SARAH COOK describes her geometric paint-on-paper
pieces as “the kind of thing you can make in a couple
of minutes while watching a movie”. She maintains that
McGill has helped bring out the artist in her, because
as a “reluctant” fourth-year international development
student, most of her pieces are the fruition of dull lectures.
CATHERINE POLCZ views art making as a housekeeping
necessity. After her undergraduate degree, her creative
mind had a lot of catching up to do. Now pursuing a
Masters degree in plant science, she paints early in the
morning or late at night while listening to podcasts and
is inspired art and fiction induced mini-revelations. Her
work addresses the mysterious ability of portraiture as a
means of communication. “We look at people all the time,
so what is it to look at an impression of a person?”

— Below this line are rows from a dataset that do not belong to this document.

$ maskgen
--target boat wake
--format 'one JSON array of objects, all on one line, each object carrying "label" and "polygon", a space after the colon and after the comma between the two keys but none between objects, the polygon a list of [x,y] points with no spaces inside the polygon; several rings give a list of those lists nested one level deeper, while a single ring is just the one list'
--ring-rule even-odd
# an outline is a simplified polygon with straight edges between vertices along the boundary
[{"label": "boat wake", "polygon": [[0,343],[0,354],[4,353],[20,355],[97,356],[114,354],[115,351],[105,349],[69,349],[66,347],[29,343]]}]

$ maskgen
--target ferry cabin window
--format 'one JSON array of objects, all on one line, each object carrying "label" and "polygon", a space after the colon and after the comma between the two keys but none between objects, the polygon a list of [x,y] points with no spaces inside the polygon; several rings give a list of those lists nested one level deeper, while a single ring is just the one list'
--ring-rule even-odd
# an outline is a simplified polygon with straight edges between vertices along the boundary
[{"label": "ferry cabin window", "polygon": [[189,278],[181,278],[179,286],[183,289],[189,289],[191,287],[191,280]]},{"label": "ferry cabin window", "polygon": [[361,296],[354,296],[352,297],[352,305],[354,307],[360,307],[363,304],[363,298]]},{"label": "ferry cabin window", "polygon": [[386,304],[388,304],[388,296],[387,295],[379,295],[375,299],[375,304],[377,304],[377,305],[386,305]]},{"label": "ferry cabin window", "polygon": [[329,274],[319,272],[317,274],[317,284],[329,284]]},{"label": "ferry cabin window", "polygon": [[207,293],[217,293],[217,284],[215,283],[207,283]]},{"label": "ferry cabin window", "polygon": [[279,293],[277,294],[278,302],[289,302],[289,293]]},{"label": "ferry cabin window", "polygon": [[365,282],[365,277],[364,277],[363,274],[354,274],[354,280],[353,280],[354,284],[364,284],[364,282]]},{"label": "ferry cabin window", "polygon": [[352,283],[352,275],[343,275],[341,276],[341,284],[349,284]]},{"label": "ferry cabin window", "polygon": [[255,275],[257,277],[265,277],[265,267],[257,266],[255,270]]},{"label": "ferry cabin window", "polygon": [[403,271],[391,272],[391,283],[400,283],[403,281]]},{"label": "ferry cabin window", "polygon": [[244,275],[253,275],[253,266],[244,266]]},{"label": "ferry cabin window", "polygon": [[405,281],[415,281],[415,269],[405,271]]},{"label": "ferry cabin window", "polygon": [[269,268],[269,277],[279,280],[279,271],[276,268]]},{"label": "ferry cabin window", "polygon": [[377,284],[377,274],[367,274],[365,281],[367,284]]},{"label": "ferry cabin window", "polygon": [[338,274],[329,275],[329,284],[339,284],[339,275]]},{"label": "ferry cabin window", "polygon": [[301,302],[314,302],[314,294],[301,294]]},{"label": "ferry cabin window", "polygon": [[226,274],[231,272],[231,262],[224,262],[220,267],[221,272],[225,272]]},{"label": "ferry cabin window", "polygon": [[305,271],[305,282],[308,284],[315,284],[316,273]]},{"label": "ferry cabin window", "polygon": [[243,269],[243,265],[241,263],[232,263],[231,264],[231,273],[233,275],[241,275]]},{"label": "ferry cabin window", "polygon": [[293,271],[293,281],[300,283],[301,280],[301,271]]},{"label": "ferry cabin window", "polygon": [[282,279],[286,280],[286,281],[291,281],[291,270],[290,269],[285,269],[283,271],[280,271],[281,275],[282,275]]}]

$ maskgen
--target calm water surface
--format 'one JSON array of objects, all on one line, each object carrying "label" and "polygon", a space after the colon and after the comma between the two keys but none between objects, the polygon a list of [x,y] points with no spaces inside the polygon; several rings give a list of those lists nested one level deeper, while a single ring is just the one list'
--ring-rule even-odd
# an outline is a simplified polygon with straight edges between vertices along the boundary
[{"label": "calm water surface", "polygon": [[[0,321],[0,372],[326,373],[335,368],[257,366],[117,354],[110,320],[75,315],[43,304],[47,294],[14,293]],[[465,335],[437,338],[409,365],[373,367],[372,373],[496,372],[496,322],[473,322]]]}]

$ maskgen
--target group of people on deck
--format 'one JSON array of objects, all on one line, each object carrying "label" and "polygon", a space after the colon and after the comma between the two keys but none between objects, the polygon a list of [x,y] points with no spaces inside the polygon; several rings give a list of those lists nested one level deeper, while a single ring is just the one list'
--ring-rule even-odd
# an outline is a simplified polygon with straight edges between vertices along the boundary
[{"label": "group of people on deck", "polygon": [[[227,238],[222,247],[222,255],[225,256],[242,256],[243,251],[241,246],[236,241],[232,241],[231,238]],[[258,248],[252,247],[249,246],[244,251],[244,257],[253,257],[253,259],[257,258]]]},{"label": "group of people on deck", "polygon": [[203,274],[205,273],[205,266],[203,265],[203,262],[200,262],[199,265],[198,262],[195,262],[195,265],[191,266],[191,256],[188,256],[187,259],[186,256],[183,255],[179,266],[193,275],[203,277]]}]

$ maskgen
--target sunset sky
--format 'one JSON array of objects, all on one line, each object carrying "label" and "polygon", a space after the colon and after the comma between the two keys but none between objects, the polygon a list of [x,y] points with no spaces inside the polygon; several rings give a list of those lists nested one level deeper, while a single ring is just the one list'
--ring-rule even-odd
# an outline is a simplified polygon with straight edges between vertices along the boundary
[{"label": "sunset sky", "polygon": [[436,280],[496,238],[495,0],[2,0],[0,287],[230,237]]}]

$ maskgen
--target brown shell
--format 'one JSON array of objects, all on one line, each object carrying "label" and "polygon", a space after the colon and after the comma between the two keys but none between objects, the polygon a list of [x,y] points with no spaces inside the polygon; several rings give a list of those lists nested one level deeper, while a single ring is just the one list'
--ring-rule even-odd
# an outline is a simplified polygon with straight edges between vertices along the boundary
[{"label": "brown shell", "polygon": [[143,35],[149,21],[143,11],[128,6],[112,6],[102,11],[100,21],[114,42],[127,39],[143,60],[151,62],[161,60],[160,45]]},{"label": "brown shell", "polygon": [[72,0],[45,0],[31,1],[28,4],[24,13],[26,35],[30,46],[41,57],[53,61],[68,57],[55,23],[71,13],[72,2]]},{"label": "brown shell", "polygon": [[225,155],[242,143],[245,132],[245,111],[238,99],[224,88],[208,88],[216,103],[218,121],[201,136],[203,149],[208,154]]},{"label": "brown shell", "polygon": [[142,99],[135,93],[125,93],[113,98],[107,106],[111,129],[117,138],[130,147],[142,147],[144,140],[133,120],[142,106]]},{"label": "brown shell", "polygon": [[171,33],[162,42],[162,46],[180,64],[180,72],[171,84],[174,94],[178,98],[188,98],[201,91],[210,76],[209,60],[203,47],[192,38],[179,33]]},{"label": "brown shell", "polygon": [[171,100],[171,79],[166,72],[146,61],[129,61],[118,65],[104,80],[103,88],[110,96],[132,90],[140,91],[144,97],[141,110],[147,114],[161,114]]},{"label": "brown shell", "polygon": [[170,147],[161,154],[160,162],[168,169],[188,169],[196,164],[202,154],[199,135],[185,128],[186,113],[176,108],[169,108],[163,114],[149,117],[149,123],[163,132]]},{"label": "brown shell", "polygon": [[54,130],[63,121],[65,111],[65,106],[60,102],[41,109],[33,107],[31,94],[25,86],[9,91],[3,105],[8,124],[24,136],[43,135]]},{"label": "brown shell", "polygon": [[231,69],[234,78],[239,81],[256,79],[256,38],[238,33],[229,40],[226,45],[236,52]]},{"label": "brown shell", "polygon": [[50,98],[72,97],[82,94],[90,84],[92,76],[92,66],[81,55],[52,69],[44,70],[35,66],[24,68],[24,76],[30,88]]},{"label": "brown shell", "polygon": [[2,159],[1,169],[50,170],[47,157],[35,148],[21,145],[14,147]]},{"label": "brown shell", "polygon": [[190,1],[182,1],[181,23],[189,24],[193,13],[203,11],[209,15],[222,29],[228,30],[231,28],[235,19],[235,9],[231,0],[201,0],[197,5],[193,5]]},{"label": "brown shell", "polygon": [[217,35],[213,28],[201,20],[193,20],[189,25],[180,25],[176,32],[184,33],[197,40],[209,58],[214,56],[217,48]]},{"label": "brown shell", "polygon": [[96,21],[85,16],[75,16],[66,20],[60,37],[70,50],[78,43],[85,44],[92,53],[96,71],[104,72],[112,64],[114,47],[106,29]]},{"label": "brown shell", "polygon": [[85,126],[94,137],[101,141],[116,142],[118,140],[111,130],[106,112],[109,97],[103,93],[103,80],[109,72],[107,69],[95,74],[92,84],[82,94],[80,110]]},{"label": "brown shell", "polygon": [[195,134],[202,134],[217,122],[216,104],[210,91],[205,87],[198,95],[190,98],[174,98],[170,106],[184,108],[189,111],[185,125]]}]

THOMAS PRINGLE makes malnourished and parasitic
artwork. He is inspired by difference, machines,
perception, organs, animals, ticks, mayflies, jellyfish,
country rats and city rats. After time at film school and
a 35mm film project gone wrong, Thomas now focuses
on “minor quotidian photography.” His photography is
an ongoing experiment in learning the qualities of light.
Thomas is a Masters student in cultural studies.